El restaurante estaba decorado con elegancia discreta. El mantel blanco, las copas de cristal y la tenue luz natural que entraba por los ventanales daban un aire sofisticado al lugar. Marcos D’Alessio llegó puntual. Puntual como siempre. Vestía de negro, con el saco al brazo y la mandíbula tensa. Su tía lo esperaba sentada en una mesa del rincón, con una copa de vino blanco entre los dedos y la mirada fija en la carta, aunque no leía una sola palabra.
—Tia —saludó con la frialdad de siempre.
—Marcos. Qué bueno que la puntualidad no se te ha olvidado —respondió ella, dejando la carta a un lado y cruzando las manos con elegancia. Su tono era suave, pero su mirada no cedía. Victoria Echeverría no era una mujer que desperdiciara palabras.
—No te he citado solo para almorzar.
Marcos no se inmutó. Se acomodó la servilleta con precisión sobre el regazo, sin levantar la vista.
—Lo imaginé. ¿Algún nuevo escándalo familiar?
—No, Marcos. Esto es más serio que cualquier escándalo, se trata de tu esposa —dijo ella, firme.
El gesto de él se endureció. La mandíbula se marcó, y su mirada, antes indiferente, se volvió fría.
—No empieces, tía.
—Voy a hacerlo. Porque ya es hora. Han pasado tres años desde aquella boda, y tú sigues actuando como si eso nunca hubiera sucedido. Como si ella fuera solo un error firmado en papel. La humillaste.
—No fui a una boda que no pedí ni acepté. ¿Humillación? Firmamos el mismo contrato sabiendo exactamente lo que era: un pacto sin afecto, sin futuro, sin elección. ¿De verdad esperaba votos románticos y miradas dulces de un desconocido? Mi ausencia no fue un acto cruel... fue lo único honesto en medio de tanta hipocresía. No veo cuál es el problema.
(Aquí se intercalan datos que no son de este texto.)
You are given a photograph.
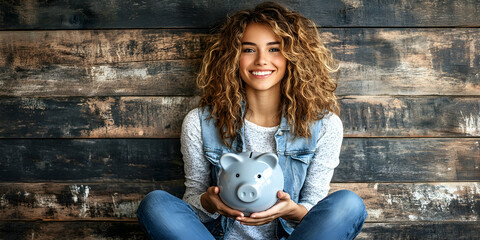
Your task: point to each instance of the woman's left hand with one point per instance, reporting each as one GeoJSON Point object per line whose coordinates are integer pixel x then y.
{"type": "Point", "coordinates": [285, 208]}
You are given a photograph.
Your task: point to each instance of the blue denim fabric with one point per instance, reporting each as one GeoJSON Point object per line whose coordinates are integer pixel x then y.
{"type": "Point", "coordinates": [294, 155]}
{"type": "Point", "coordinates": [338, 216]}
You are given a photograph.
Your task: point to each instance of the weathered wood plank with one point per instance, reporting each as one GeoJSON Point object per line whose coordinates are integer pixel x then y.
{"type": "Point", "coordinates": [59, 201]}
{"type": "Point", "coordinates": [146, 160]}
{"type": "Point", "coordinates": [164, 62]}
{"type": "Point", "coordinates": [386, 202]}
{"type": "Point", "coordinates": [71, 230]}
{"type": "Point", "coordinates": [100, 117]}
{"type": "Point", "coordinates": [95, 160]}
{"type": "Point", "coordinates": [131, 230]}
{"type": "Point", "coordinates": [421, 230]}
{"type": "Point", "coordinates": [439, 201]}
{"type": "Point", "coordinates": [161, 117]}
{"type": "Point", "coordinates": [408, 160]}
{"type": "Point", "coordinates": [153, 14]}
{"type": "Point", "coordinates": [365, 116]}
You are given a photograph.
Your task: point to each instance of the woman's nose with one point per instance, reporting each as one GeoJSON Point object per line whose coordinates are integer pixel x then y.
{"type": "Point", "coordinates": [261, 59]}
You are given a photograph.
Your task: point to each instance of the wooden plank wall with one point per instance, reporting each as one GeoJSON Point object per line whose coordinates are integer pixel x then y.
{"type": "Point", "coordinates": [92, 96]}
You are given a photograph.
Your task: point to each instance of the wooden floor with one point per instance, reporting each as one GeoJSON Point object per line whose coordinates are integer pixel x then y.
{"type": "Point", "coordinates": [92, 97]}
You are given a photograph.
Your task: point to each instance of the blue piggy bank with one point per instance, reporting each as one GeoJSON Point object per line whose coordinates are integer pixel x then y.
{"type": "Point", "coordinates": [249, 181]}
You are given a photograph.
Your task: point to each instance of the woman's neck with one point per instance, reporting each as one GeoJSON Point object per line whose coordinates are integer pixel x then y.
{"type": "Point", "coordinates": [263, 108]}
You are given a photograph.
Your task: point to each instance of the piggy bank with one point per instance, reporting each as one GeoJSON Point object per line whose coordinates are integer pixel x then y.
{"type": "Point", "coordinates": [249, 181]}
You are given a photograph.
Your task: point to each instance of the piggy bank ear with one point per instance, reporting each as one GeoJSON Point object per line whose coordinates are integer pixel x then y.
{"type": "Point", "coordinates": [228, 159]}
{"type": "Point", "coordinates": [269, 158]}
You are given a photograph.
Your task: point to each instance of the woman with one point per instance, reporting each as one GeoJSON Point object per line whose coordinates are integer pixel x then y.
{"type": "Point", "coordinates": [266, 88]}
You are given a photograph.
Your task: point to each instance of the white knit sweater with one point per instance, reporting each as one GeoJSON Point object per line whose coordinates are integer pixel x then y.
{"type": "Point", "coordinates": [258, 139]}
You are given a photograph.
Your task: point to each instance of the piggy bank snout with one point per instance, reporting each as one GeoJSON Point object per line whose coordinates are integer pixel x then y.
{"type": "Point", "coordinates": [248, 193]}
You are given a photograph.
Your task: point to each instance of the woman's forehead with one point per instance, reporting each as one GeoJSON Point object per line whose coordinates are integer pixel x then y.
{"type": "Point", "coordinates": [259, 33]}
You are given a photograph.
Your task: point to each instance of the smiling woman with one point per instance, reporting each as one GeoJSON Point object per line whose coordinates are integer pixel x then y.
{"type": "Point", "coordinates": [266, 88]}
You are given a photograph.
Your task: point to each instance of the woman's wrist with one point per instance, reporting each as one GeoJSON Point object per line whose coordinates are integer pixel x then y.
{"type": "Point", "coordinates": [297, 213]}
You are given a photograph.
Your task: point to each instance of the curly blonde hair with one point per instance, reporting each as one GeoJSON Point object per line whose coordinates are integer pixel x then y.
{"type": "Point", "coordinates": [307, 89]}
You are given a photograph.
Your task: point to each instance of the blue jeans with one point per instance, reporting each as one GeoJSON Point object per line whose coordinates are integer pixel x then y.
{"type": "Point", "coordinates": [338, 216]}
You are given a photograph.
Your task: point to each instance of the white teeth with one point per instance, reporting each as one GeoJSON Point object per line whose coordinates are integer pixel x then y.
{"type": "Point", "coordinates": [261, 73]}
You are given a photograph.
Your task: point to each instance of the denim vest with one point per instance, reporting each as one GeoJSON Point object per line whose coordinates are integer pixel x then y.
{"type": "Point", "coordinates": [294, 155]}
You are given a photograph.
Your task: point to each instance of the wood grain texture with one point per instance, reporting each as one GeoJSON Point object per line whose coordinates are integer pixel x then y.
{"type": "Point", "coordinates": [71, 230]}
{"type": "Point", "coordinates": [164, 62]}
{"type": "Point", "coordinates": [365, 116]}
{"type": "Point", "coordinates": [147, 160]}
{"type": "Point", "coordinates": [408, 160]}
{"type": "Point", "coordinates": [161, 117]}
{"type": "Point", "coordinates": [385, 202]}
{"type": "Point", "coordinates": [132, 230]}
{"type": "Point", "coordinates": [35, 14]}
{"type": "Point", "coordinates": [99, 117]}
{"type": "Point", "coordinates": [94, 160]}
{"type": "Point", "coordinates": [421, 230]}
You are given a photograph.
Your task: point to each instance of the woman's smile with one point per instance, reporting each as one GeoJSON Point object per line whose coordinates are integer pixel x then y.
{"type": "Point", "coordinates": [262, 64]}
{"type": "Point", "coordinates": [261, 74]}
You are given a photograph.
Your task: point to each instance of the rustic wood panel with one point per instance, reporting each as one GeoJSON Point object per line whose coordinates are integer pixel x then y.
{"type": "Point", "coordinates": [161, 117]}
{"type": "Point", "coordinates": [164, 62]}
{"type": "Point", "coordinates": [100, 117]}
{"type": "Point", "coordinates": [35, 14]}
{"type": "Point", "coordinates": [71, 230]}
{"type": "Point", "coordinates": [95, 160]}
{"type": "Point", "coordinates": [421, 230]}
{"type": "Point", "coordinates": [146, 160]}
{"type": "Point", "coordinates": [365, 116]}
{"type": "Point", "coordinates": [386, 202]}
{"type": "Point", "coordinates": [408, 160]}
{"type": "Point", "coordinates": [131, 230]}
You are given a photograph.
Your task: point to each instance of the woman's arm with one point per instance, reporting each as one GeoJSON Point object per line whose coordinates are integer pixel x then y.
{"type": "Point", "coordinates": [326, 158]}
{"type": "Point", "coordinates": [317, 182]}
{"type": "Point", "coordinates": [199, 194]}
{"type": "Point", "coordinates": [197, 168]}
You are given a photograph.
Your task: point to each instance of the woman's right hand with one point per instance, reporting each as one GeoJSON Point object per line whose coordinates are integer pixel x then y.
{"type": "Point", "coordinates": [212, 203]}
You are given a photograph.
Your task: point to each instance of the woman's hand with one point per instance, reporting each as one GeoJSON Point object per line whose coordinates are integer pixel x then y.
{"type": "Point", "coordinates": [285, 208]}
{"type": "Point", "coordinates": [212, 203]}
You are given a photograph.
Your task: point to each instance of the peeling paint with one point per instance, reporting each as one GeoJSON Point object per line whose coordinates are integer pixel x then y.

Marcos se apoyó en el respaldo de la silla, cruzando los brazos con lentitud.
—Tú fuiste quien me empujó a eso. No lo olvides.
Victoria sostuvo su mirada sin pestañear.
—Te ofrecimos una unión, no una condena. Te casaste con una joven que tenía dignidad, carácter, y un motivo noble detrás. Pero tú estabas demasiado ocupado jugando a ser invulnerable.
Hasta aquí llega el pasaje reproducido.